Federal Finance Minister Ishaq Dar’s optimism about Pakistan not defaulting indicates quite the opposite. Once again, a foreign debt servicing payment has been made, once again the country has managed to meet it, but only at the cot of its reserves falling below the level needed to pay for a month of exports, or that needed to cover the deposits with the State Bank of Pakistan made by friendly countries. These deposits are supposed to be there merely to let the State Bank bolster its forex reserves figure, not be actually used, as they are. While Senator Dar’s optimism is touching, it is wearing a little thin, and perhaps the frequency with which he has repeated it makes it less credible than ever. However, he has taken a new tack with respect to the stalled IMF programme, which has been stalled. Senator used to try and bolster market confidence by saying that it would be revived, but now he has said that it was due to expire anyhow on June 30, meaning that he did not see much chance of its revival.

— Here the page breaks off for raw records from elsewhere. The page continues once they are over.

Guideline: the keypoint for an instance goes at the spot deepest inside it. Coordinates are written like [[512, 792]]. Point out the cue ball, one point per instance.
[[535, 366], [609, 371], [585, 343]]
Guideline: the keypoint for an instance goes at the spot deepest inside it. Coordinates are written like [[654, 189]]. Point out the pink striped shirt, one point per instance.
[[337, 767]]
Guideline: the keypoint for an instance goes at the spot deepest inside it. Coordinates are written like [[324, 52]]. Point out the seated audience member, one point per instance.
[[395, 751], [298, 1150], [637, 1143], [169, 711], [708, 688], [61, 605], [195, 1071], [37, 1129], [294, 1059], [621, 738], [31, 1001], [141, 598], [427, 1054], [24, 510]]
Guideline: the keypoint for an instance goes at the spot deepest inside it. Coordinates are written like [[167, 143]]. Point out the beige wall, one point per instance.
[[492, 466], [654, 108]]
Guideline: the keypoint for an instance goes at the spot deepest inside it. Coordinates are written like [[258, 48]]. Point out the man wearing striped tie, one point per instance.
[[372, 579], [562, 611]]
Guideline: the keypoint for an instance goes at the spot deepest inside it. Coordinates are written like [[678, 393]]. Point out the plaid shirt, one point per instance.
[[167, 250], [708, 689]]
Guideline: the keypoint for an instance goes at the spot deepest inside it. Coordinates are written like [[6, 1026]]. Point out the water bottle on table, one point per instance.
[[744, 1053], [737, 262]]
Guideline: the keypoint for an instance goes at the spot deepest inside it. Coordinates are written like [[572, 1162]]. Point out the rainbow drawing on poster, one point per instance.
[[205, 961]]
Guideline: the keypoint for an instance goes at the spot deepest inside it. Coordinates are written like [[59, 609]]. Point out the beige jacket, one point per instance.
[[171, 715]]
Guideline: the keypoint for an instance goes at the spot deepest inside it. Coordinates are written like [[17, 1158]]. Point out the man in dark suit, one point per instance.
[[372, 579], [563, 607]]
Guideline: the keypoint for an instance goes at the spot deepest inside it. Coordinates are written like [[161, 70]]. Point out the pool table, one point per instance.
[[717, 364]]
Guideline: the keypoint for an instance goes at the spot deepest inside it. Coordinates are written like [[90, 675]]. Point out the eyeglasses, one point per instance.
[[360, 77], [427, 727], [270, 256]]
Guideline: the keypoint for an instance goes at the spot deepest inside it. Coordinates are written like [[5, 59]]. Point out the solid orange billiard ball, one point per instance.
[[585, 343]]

The first issue that will arise is whether the measures taken the government, in the hope of meeting IMF conditionalitiies, were worth it. This is particularly relevant to those sections which suffered the brunt of those measures, which is everybody. Senator Dar went to the extent of bringing in a mini-budget with less than half the financial year left, but to no avail. However, the history of Pakistan’s engagement with the IMF is littered with failed and incomplete programmes, and thus makes it likely that Pakistan will once again have recourse to it.
The reason for that explains why IMF conditionalities next time around are likely to be even harsher than the current ones. Another problem for Pakistan is that IMF aid is also linked to US approval, as shown by Pakistani approaches to the USA for help with the IMF. That approval is no longer there, because of Pakistan’s friendship with China. It has also been no help that the IMF is unsure about whom to talk to. The current wave of political instability has failed to give the impression that the situation is stabilizing, thus leaving the country in a dangerous place. Senator Dar has also not taken any of the steps towards economic reform that would both satisfy the IMF, and make Pakistan independent of it.